Meta, hell-bent on catching as much as rivals within the generative AI area, is spending billions by itself AI efforts. A portion of these billions goes towards recruiting AI researchers. However an excellent bigger chunk is being spent growing {hardware}, particularly chips to run and practice Meta’s AI fashions.
Meta unveiled the most recent fruit of its chip dev efforts right this moment, conspicuously a day after Intel introduced its newest AI accelerator {hardware}. Known as the “next-gen” Meta Coaching and Inference Accelerator (MTIA), the successor to final yr’s MTIA v1, the chip runs fashions together with for rating and recommending show advertisements on Meta’s properties (e.g. Fb).
In comparison with MTIA v1, which was constructed on a 7nm course of, the next-gen MTIA is 5nm. (In chip manufacturing, “course of” refers back to the dimension of the smallest element that may be constructed on the chip.) The subsequent-gen MTIA is a bodily bigger design, filled with extra processing cores than its predecessor. And whereas it consumes extra energy — 90W versus 25W — it additionally boasts extra inside reminiscence (128MB versus 64MB) and runs at the next common clock velocity (1.35GHz up from 800MHz).
Meta says the next-gen MTIA is at the moment stay in 16 of its knowledge middle areas and delivering as much as 3x general higher efficiency in comparison with MTIA v1. If that “3x” declare sounds a bit obscure, you’re not unsuitable — we thought so too. However Meta would solely volunteer that the determine got here from testing the efficiency of “4 key fashions” throughout each chips.

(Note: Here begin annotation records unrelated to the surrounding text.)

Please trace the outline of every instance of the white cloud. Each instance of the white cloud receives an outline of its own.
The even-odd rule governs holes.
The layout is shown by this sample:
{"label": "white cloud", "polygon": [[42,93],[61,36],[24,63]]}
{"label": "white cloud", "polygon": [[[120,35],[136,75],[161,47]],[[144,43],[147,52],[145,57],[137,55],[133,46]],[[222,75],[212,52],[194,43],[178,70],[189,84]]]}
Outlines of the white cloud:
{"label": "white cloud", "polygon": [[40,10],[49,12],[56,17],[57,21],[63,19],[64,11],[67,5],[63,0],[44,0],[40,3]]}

“As a result of we management the entire stack, we will obtain higher effectivity in comparison with commercially accessible GPUs,” Meta writes in a weblog submit shared with Trendster.
Meta’s {hardware} showcase — which comes a mere 24 hours after a press briefing on the corporate’s varied ongoing generative AI initiatives — is uncommon for a number of causes.
One, Meta reveals within the weblog submit that it’s not utilizing the next-gen MTIA for generative AI coaching workloads for the time being, though the corporate claims it has “a number of packages underway” exploring this. Two, Meta admits that the next-gen MTIA received’t exchange GPUs for operating or coaching fashions — however as a substitute will complement them.
Studying between the traces, Meta is transferring slowly — maybe extra slowly than it’d like.
Meta’s AI groups are nearly actually underneath stress to chop prices. The corporate’s set to spend an estimated $18 billion by the tip of 2024 on GPUs for coaching and operating generative AI fashions, and — with coaching prices for cutting-edge generative fashions ranging within the tens of tens of millions of {dollars} — in-house {hardware} presents a lovely various.
And whereas Meta’s {hardware} drags, rivals are pulling forward, a lot to the consternation of Meta’s management, I’d suspect.
Google this week made its fifth-generation customized chip for coaching AI fashions, TPU v5p, usually accessible to Google Cloud clients, and revealed its first devoted chip for operating fashions, Axion. Amazon has a number of customized AI chip households underneath its belt. And Microsoft final yr jumped into the fray with the Azure Maia AI Accelerator and the Azure Cobalt 100 CPU.
Within the weblog submit, Meta says it took fewer than 9 months to “go from first silicon to manufacturing fashions” of the next-gen MTIA, which to be truthful is shorter than the standard window between Google TPUs. However Meta has a whole lot of catching as much as do if it hopes to attain a measure of independence from third-party GPUs — and match its stiff competitors.